Rachel also has a friend named August. We were flipping through last year’s calendar talking about the months and what happens in each of the months. My birthday is in June. Hers is in July. Daddy’s is in September, Miriam’s is in October.

Talking about birthdays got us talking about getting older again—or ‘coming old man’ as Rachel likes to say.

“What happens when I am five?” asked Rachel.

“I don’t know. What will happen?” I asked her back.

“I will go at school when I am five!” she said happily.

“What happens when I am eight?” she asked.

“What?” I asked.

“I will get baptized!”

“That’s right.”

“Mommy, when did you get baptized?” she asked.

“When I turned eight.”

“No. What month?”

“Oh, I got baptized in July.”

“But Yuly is my birthday! Dune is yours! You should get baptized in Dune, not Yuly!”

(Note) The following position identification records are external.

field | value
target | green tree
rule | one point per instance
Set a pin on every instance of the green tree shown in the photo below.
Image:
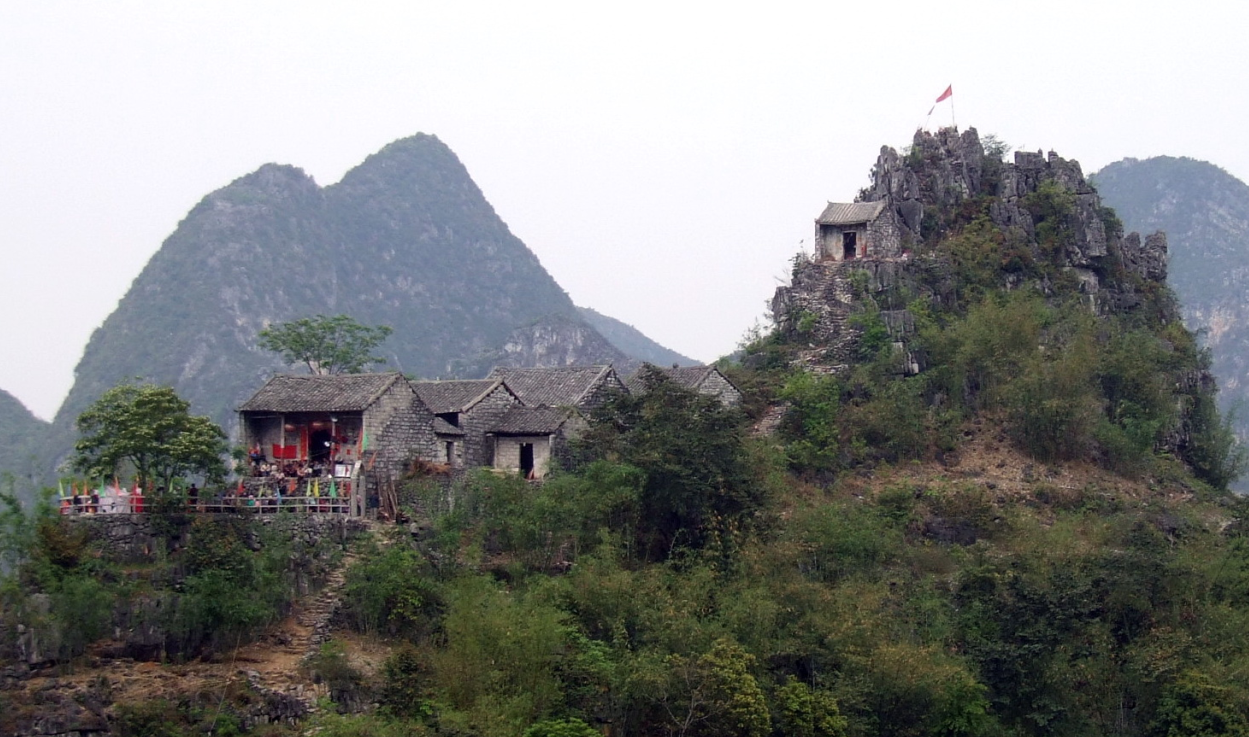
(149, 429)
(326, 345)
(690, 447)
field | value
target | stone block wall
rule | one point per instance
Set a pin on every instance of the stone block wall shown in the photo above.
(507, 452)
(717, 386)
(480, 420)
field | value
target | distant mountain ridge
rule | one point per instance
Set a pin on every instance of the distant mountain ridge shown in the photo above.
(1205, 214)
(405, 239)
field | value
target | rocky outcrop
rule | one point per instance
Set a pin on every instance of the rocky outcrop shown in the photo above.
(552, 341)
(1204, 211)
(1041, 204)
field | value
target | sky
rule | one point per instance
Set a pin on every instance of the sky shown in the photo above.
(663, 160)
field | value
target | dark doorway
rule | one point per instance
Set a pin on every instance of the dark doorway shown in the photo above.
(526, 460)
(319, 445)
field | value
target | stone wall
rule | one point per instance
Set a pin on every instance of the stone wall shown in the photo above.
(717, 386)
(138, 539)
(407, 435)
(507, 452)
(602, 391)
(480, 420)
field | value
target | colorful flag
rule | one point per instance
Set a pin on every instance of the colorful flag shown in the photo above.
(948, 93)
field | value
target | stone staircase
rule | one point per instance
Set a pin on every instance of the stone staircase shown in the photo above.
(319, 613)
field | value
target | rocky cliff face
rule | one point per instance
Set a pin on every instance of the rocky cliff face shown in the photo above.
(1042, 220)
(1205, 215)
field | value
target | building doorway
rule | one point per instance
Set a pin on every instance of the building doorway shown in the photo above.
(526, 460)
(319, 445)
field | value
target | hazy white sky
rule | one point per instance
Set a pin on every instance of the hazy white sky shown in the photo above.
(662, 160)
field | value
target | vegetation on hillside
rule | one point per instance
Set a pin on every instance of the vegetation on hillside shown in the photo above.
(857, 573)
(1204, 212)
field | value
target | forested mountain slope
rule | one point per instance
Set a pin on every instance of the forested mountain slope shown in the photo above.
(1205, 214)
(20, 437)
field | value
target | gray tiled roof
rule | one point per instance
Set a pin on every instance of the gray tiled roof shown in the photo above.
(551, 387)
(530, 421)
(686, 376)
(344, 392)
(444, 427)
(849, 212)
(452, 396)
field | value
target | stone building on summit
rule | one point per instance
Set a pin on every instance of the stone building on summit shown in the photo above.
(846, 231)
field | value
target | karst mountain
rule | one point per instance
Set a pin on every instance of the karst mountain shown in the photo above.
(405, 239)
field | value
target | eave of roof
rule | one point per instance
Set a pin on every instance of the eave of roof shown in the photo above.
(851, 212)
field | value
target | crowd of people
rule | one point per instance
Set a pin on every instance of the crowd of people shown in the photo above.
(289, 494)
(113, 501)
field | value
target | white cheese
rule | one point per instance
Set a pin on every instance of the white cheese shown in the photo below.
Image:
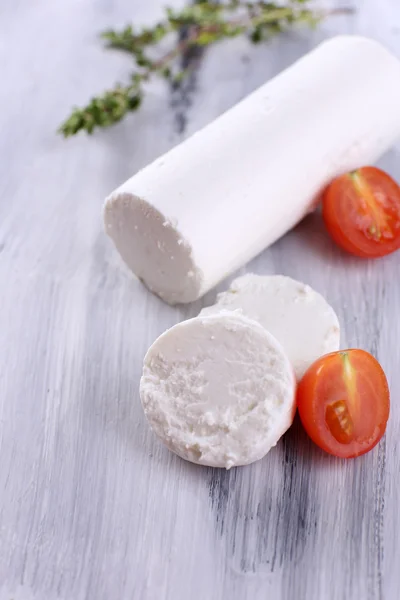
(218, 390)
(215, 201)
(300, 318)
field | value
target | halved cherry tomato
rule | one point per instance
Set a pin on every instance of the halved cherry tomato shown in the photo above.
(361, 211)
(343, 402)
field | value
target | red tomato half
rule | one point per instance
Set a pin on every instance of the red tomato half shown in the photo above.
(343, 402)
(361, 211)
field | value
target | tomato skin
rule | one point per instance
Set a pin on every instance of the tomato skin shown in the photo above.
(344, 402)
(361, 211)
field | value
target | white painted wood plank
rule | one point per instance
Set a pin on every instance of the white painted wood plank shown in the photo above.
(92, 507)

“Well, I got baptized in July, so there isn’t anything we can do about it now.”

“When will I get baptized?”

“When you’re eight.”

“But what month?”

“Probably in July, but maybe in August. It depends.”

“I don’t want August. I want Yuly! August is a boy’s month!”

I didn’t understand why until we met some friends at the playground today and she pointed to August and said, “See, a boy’s month!”

So many things sound the same but mean something completely different. And I think confusing those things is absolutely hilarious!


  1. Nancy, that is SO funny. I had a grin on my face the entire post. I could see how having friends named Tuesday and August could get very confusing for a 2-year-old. haha.

  2. Hahahaha. Lizzy read this before me even and said I should read it. Poor Rachel.

  3. These conversations crack me up!!! I love it.

  4. Kathleen gets confused about Tuesday, too. Maybe she should just go by 'Tues' until all of her friends are old enough to differentiate.